Every folding multi-tool I’ve ever used has eventually loosened up, regardless of the manufacturer. So, this is a widespread issue, but I got some pretty straight talk from Lezyne. That’s who we’ll be hearing from, peppered with background information from the FAQ section on the Loctite website. Loctite would seem like the obvious place to start, but the substance used when assembling your multi-tool may not technically be Loctite. At least in Lezyne’s case, it’s something fundamentally different.

“Nylok increases friction, while Loctite is made to glue a thread tight,” Lezyne explained. Nylok is a brand-name coating. It’s not to be confused with the generic term, “nyloc.” Nyloc nuts have a little plastic ring captured at their exit to keep bolts from vibrating loose. Nylok (the brand) does make bolts with a similar mechanism, where a small chunk of plastic is embedded somewhere in the bolt’s threads. However it’s done, the effects of these “mechanical” means of holding tension are essentially the same, but they don’t work anything like Loctite. “Nylok is pre-applied and cures in an oxygenated environment, while Loctite cures when there is no oxygen (a tight thread).”

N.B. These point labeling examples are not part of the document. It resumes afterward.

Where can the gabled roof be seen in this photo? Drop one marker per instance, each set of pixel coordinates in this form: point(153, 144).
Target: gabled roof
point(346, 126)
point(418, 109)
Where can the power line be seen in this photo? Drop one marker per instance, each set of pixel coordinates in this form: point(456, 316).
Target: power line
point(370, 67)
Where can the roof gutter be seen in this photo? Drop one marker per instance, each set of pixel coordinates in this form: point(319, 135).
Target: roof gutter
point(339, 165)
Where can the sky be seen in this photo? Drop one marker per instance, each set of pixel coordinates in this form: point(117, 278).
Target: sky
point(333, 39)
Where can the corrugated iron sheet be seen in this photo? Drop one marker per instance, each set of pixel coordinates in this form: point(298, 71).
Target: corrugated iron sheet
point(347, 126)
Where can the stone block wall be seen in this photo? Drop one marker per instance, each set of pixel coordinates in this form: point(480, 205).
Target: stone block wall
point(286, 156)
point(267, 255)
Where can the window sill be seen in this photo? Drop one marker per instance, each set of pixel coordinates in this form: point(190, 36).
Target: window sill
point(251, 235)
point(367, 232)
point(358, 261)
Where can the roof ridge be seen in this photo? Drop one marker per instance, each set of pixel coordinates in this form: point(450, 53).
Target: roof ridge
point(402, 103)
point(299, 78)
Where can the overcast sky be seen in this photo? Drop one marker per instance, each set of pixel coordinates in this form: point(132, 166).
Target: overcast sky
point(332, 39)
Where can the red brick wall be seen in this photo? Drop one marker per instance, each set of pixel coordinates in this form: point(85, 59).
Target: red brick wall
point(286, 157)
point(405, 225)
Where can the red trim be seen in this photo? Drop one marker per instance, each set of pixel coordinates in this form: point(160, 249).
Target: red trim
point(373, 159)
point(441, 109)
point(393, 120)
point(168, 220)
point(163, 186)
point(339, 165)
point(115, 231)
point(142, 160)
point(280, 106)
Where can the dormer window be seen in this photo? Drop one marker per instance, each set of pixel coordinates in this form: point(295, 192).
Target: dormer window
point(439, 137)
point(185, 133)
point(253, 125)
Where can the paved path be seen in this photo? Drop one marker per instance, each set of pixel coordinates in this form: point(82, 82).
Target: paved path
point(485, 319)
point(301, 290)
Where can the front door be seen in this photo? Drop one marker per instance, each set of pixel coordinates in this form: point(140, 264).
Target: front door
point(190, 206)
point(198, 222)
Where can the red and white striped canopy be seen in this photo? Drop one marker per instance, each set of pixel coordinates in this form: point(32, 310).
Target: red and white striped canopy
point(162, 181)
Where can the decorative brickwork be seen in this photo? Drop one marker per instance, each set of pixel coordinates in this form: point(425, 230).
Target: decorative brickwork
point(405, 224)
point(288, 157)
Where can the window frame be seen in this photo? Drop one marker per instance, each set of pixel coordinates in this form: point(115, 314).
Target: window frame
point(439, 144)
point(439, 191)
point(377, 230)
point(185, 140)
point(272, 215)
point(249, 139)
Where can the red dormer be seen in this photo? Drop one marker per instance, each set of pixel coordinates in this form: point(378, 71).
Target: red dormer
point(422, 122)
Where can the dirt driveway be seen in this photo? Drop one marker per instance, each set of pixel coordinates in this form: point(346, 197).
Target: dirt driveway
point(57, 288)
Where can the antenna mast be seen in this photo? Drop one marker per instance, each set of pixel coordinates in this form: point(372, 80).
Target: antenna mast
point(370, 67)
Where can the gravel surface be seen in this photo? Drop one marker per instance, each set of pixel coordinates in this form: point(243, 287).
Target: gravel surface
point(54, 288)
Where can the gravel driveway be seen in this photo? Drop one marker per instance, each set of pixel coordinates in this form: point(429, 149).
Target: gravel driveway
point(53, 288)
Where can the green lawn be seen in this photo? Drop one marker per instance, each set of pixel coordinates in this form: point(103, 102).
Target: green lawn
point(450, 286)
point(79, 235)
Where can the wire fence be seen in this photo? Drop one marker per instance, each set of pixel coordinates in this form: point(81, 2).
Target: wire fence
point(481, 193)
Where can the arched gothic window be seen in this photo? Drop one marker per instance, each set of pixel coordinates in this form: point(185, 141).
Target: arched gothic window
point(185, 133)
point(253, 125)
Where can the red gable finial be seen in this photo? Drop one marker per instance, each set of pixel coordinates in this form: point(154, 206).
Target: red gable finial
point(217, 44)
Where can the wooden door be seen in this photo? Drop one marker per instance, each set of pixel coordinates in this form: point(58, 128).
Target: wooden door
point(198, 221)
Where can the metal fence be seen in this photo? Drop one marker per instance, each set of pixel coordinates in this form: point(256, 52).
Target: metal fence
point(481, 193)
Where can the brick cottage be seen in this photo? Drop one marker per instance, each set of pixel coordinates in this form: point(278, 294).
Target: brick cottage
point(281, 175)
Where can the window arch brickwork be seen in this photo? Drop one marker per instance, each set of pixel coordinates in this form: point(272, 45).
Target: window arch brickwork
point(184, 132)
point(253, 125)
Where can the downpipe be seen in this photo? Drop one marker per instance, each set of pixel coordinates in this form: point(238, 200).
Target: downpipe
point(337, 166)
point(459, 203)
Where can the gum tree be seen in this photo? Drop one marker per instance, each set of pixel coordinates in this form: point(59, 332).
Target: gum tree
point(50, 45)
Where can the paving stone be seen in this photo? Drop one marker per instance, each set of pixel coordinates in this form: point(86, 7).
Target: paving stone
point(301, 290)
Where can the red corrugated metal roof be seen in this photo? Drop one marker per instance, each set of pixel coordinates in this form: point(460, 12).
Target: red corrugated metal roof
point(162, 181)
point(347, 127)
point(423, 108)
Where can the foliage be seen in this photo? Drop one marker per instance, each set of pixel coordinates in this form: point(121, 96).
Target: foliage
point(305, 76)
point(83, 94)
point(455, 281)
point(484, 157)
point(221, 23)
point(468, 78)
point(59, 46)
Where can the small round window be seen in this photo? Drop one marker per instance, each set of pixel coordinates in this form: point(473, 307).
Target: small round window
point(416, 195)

This is where my plan to really crack this case kinda fell apart. I assumed that science had provided us with Loctite for this very purpose. I just needed a multi-tool brand to admit they can’t (or don’t) apply it properly during manufacturing, and we consumers just need to do it ourselves. But there’s just no way for Loctite to permanently solve the problem. It certainly never has for me. Sure, it fixes the issue for a while, but it never lasts. And Lezyne’s answers helped explain why that is.

“In order to keep your tools loose enough to turn, you don’t always create enough pressure/tightness for the Loctite to cure correctly. So, while Nylok is less permanent, it is more adapted to this use case.” Because Loctite creates a chemical bond, and doesn’t simply add physical friction, once you break Loctite’s bond, it won’t work the same until a fresh, uncured coat is applied. Nylok coating isn’t permanent either, and will need occasional adjustment, but it will last for “multiple cycles,” according to Lezyne. Unfortunately, Nylok is not the sort of thing you can pick up in your local hardware store’s checkout aisle along with a key silencer and a Snickers. Nylok is applied at a massive industrial scale, and you can’t easily buy just the two tiny unique bolts in your multi tool pre-treated with Nylok.

So, if you must resort to using Loctite, here are some tips:

  • Use blue Loctite. Red is not significantly better at permanently fixing the root causes of multi-tool looseness, and it’ll be very difficult to adjust when you need to.
  • Thoroughly clean all surfaces before applying Loctite. It only cures when in contact with metal, and residue of old Loctite will inhibit proper curing.
  • Loctite is particularly stubborn when used on stainless steel threads, common on multi tools. In addition to a thorough cleaning, you may need to apply a primer.
  • All tools are different, but Lezyne suggests a torque of 2-3 Nm is ideal for their tools.
  • Be ready to go through process again if the problem comes back.

Like I said, this is not quite what I hoped would come of this story, but at least now I’m a little less confused about exactly why I’ve always needed tools to fix my tools. And maybe someone out there has had a better experience trying a different remedy. If you’ve ever had success with Loctite, or maybe with something cool we don’t even know about, let us know in the comments.